A Confederate search party under command of a Capt. James Duff and Lt. C.D. McRae began tracking the Unionist band, and swiftly caught up with them along the Nueces River a few miles West of Uvalde, Texas. The Unionists apparently travelled at a slow pace, unaware of any approaching Confederate force. Early on Sunday morning August 10th, the Unionists were attacked without warning under cover of darkness by the band of about 100 Confederate soldiers. Nineteen of the Unionists were killed in the ensuing short-lived battle. Many were wounded, some surrendered, and others escaped.
According to unofficial reports, nine wounded Unionist prisoners were summarily executed by Capt.
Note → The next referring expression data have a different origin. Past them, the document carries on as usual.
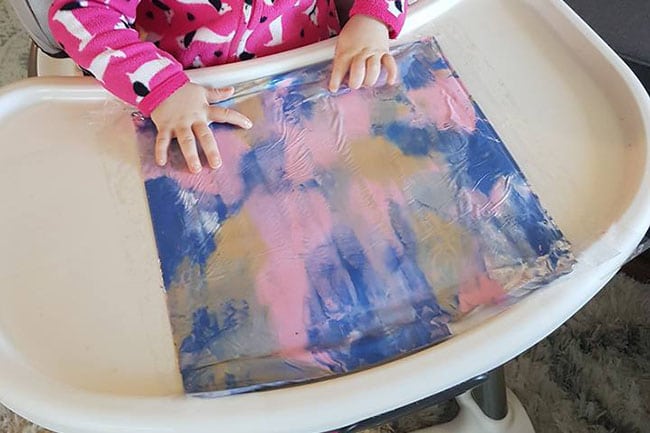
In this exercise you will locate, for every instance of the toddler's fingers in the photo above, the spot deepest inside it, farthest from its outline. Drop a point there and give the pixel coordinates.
(208, 143)
(357, 71)
(339, 69)
(186, 141)
(373, 68)
(226, 115)
(162, 146)
(391, 68)
(216, 95)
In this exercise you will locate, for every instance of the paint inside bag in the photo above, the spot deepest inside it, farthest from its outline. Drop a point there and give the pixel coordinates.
(343, 231)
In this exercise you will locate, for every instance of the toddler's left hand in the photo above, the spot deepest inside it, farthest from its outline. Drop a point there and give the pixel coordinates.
(362, 49)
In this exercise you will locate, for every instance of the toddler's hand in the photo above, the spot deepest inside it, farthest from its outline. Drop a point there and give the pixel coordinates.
(186, 115)
(361, 49)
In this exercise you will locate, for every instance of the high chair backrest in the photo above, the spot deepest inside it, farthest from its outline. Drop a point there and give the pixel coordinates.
(33, 16)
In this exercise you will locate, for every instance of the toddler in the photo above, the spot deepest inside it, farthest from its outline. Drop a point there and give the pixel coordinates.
(145, 67)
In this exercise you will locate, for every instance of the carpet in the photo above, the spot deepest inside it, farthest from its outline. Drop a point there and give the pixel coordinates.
(592, 375)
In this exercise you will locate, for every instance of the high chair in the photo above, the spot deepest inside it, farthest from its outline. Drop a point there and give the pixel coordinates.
(544, 79)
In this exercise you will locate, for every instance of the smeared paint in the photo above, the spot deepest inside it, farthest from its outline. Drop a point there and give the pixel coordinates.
(343, 230)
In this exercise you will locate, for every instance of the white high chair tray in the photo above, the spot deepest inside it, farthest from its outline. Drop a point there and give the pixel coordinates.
(85, 344)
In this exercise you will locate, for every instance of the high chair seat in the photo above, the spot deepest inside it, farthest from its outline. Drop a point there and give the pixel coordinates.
(85, 344)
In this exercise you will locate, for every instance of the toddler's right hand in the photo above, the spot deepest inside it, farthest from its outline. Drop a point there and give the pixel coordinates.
(186, 115)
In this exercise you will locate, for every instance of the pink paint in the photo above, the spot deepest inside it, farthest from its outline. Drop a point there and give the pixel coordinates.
(353, 109)
(476, 287)
(314, 145)
(292, 225)
(446, 103)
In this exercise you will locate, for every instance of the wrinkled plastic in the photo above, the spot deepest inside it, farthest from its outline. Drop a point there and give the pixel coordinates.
(343, 231)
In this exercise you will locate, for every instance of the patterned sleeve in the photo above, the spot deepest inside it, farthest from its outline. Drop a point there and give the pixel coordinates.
(99, 36)
(390, 12)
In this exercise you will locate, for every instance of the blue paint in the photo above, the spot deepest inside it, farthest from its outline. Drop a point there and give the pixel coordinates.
(487, 159)
(221, 208)
(177, 237)
(205, 329)
(410, 140)
(296, 107)
(263, 167)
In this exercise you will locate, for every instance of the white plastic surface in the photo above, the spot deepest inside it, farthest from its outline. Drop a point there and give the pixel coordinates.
(85, 344)
(471, 419)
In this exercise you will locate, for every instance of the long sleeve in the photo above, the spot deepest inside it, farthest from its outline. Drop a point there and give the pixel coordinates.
(390, 12)
(99, 37)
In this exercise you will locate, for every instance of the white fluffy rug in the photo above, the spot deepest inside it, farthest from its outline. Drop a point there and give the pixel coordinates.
(590, 376)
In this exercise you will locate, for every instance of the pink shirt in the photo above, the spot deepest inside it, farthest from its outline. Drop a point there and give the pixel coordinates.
(145, 67)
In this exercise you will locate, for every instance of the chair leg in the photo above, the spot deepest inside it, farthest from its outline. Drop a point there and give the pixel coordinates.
(490, 396)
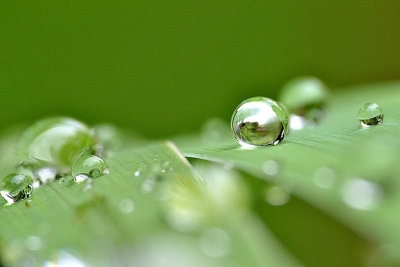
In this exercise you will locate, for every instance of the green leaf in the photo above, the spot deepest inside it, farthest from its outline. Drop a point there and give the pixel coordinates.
(365, 194)
(127, 218)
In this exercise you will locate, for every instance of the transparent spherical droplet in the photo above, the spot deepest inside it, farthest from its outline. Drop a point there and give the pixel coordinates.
(260, 121)
(90, 165)
(215, 242)
(370, 114)
(16, 187)
(56, 141)
(305, 97)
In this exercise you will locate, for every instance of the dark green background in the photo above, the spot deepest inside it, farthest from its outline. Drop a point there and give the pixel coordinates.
(164, 67)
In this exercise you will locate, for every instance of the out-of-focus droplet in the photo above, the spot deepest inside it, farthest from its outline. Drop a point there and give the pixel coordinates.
(297, 122)
(370, 114)
(16, 187)
(33, 242)
(260, 121)
(64, 259)
(276, 196)
(215, 242)
(361, 194)
(57, 141)
(148, 185)
(46, 174)
(324, 177)
(271, 167)
(90, 165)
(305, 97)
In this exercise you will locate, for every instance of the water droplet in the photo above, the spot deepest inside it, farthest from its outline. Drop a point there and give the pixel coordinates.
(16, 187)
(80, 178)
(215, 242)
(305, 97)
(361, 194)
(275, 196)
(90, 165)
(33, 243)
(148, 185)
(64, 259)
(57, 141)
(271, 167)
(259, 121)
(297, 122)
(324, 177)
(126, 205)
(370, 114)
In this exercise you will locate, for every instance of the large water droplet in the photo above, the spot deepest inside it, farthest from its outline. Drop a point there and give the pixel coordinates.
(90, 165)
(259, 121)
(57, 141)
(361, 194)
(305, 97)
(370, 114)
(16, 187)
(324, 177)
(215, 242)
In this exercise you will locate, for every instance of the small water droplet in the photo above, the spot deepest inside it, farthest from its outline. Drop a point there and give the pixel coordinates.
(361, 194)
(260, 121)
(271, 167)
(16, 187)
(90, 165)
(33, 243)
(324, 177)
(57, 141)
(215, 242)
(370, 114)
(305, 97)
(64, 259)
(275, 196)
(80, 178)
(126, 205)
(148, 185)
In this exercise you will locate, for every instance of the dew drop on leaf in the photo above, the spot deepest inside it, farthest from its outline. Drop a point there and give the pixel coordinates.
(90, 165)
(126, 205)
(16, 187)
(276, 196)
(370, 114)
(306, 98)
(259, 121)
(324, 177)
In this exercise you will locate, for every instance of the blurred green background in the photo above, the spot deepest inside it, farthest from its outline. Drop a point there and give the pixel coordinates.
(164, 67)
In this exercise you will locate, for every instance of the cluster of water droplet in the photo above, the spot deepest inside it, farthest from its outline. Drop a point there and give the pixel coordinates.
(260, 121)
(50, 149)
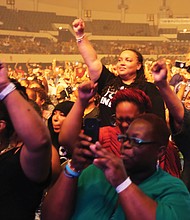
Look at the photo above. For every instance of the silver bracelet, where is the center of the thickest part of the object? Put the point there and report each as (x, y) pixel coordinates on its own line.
(7, 90)
(124, 185)
(79, 39)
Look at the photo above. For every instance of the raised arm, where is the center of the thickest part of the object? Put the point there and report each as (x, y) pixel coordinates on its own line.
(71, 126)
(173, 103)
(87, 51)
(35, 156)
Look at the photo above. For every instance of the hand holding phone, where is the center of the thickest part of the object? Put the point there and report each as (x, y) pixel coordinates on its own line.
(91, 128)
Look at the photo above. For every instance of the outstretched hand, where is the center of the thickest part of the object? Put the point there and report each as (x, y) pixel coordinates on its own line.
(82, 155)
(78, 27)
(87, 90)
(111, 165)
(159, 71)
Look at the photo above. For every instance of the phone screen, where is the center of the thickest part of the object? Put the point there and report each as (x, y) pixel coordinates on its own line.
(91, 128)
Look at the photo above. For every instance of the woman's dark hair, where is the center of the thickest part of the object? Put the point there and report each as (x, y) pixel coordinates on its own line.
(140, 73)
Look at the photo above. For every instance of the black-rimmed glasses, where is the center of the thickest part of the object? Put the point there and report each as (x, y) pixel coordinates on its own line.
(133, 141)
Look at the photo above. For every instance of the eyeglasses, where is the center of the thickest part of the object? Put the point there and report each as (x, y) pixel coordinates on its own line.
(133, 141)
(121, 119)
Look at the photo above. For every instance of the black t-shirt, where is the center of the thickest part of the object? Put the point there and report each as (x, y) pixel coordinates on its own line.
(109, 84)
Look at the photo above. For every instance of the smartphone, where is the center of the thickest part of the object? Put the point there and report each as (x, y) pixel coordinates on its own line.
(91, 128)
(179, 64)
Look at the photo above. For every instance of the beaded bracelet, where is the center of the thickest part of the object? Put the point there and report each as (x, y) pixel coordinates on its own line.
(79, 39)
(71, 172)
(124, 185)
(7, 90)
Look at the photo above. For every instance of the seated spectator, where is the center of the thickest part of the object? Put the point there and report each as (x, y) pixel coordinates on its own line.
(179, 117)
(127, 104)
(26, 158)
(129, 187)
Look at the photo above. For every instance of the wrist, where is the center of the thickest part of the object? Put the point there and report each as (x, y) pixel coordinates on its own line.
(80, 38)
(70, 171)
(8, 88)
(124, 185)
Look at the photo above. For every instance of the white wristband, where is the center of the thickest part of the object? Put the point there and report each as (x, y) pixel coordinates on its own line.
(7, 90)
(124, 185)
(79, 39)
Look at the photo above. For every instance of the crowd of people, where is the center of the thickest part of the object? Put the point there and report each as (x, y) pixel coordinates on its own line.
(138, 168)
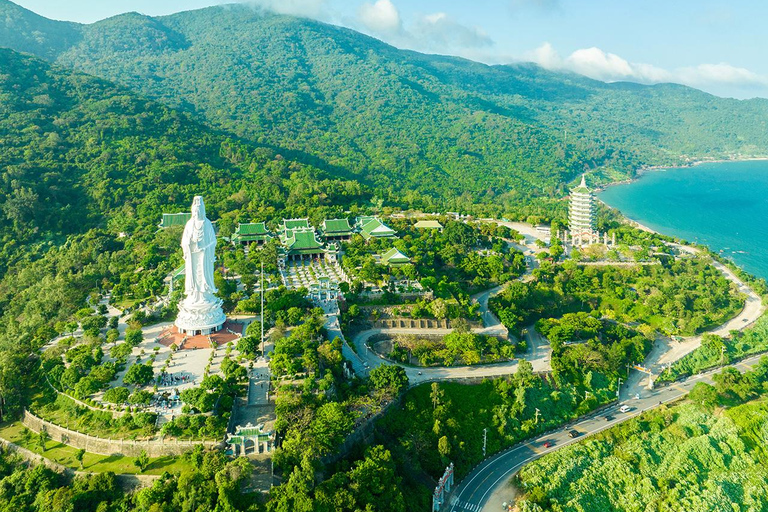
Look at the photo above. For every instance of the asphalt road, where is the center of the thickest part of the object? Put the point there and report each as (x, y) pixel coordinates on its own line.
(473, 493)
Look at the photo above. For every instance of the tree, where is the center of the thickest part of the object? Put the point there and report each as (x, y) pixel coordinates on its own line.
(42, 438)
(139, 374)
(117, 395)
(389, 378)
(79, 455)
(134, 337)
(705, 395)
(142, 461)
(249, 345)
(436, 395)
(444, 447)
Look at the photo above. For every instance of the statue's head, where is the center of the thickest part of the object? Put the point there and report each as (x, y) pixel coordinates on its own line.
(198, 208)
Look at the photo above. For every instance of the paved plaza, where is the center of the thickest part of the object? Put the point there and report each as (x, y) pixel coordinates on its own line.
(306, 273)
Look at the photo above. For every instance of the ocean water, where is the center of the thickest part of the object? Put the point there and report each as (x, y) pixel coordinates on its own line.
(723, 205)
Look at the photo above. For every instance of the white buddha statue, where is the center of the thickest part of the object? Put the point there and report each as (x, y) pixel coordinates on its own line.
(198, 243)
(200, 312)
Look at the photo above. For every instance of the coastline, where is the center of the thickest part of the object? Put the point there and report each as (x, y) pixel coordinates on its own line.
(659, 168)
(640, 171)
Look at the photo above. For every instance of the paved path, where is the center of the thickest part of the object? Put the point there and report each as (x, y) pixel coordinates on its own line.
(483, 488)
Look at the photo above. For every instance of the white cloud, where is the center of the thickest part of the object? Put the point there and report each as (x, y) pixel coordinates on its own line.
(381, 17)
(440, 31)
(596, 63)
(722, 73)
(317, 9)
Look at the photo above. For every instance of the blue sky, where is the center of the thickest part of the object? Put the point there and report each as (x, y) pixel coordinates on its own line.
(716, 46)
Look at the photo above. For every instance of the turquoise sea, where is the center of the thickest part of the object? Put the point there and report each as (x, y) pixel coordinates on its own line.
(723, 205)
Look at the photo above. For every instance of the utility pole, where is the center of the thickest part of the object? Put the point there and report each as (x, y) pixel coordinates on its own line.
(262, 309)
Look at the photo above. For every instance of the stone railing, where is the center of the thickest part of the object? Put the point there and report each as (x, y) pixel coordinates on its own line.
(417, 323)
(102, 446)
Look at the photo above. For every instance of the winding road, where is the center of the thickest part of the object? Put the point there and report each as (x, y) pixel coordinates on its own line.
(480, 489)
(483, 489)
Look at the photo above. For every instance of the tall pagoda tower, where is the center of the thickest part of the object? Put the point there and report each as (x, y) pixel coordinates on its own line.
(581, 217)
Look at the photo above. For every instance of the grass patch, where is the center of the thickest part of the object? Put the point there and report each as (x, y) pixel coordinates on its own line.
(65, 455)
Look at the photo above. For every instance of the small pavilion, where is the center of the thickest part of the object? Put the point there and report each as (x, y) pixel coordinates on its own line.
(373, 227)
(394, 258)
(251, 232)
(336, 229)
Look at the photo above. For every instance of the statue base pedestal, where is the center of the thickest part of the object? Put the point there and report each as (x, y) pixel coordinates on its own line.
(200, 318)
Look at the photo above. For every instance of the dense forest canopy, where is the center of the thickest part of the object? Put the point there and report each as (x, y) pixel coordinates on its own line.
(453, 129)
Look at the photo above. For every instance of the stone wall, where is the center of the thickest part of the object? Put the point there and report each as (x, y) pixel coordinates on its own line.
(416, 323)
(101, 446)
(126, 482)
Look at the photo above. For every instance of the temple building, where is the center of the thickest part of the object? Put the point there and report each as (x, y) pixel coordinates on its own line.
(394, 258)
(581, 218)
(428, 224)
(251, 232)
(294, 224)
(336, 229)
(174, 219)
(373, 227)
(305, 243)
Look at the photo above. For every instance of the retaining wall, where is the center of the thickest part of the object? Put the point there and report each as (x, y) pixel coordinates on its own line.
(126, 482)
(102, 446)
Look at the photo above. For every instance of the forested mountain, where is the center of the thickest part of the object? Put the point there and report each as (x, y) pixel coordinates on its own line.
(88, 163)
(352, 105)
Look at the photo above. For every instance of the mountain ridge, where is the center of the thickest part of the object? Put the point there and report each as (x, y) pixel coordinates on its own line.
(458, 131)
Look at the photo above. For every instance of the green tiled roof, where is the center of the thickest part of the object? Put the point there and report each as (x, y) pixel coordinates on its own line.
(374, 228)
(174, 219)
(295, 223)
(394, 257)
(251, 232)
(363, 220)
(252, 228)
(336, 226)
(301, 241)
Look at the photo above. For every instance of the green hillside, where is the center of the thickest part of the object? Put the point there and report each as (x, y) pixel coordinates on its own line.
(454, 129)
(87, 168)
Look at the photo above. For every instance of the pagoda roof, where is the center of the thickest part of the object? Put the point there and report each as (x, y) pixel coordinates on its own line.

Duff’s soldiers a few hours later. Mr. RH. Williams, a British citizen travelling with the Confederate troops also reports, the results of the battle. Family members of the Unionists also reported being forbidden to retrieve the bodies of their dead from the battlefield.
The Massacre on the Nueces surely will be reported with the scorn and condemnation it deserves.
Note: Eight more survivors of the battle were tracked and captured and shot two months later as they tried to cross the Rio Grande into Mexico. The Battle of the Nueces is commemorated by the Treue der Union monument in the town of Comfort, Texas, under which the remains of the Unionists were buried after being retrieved by their families in 1865.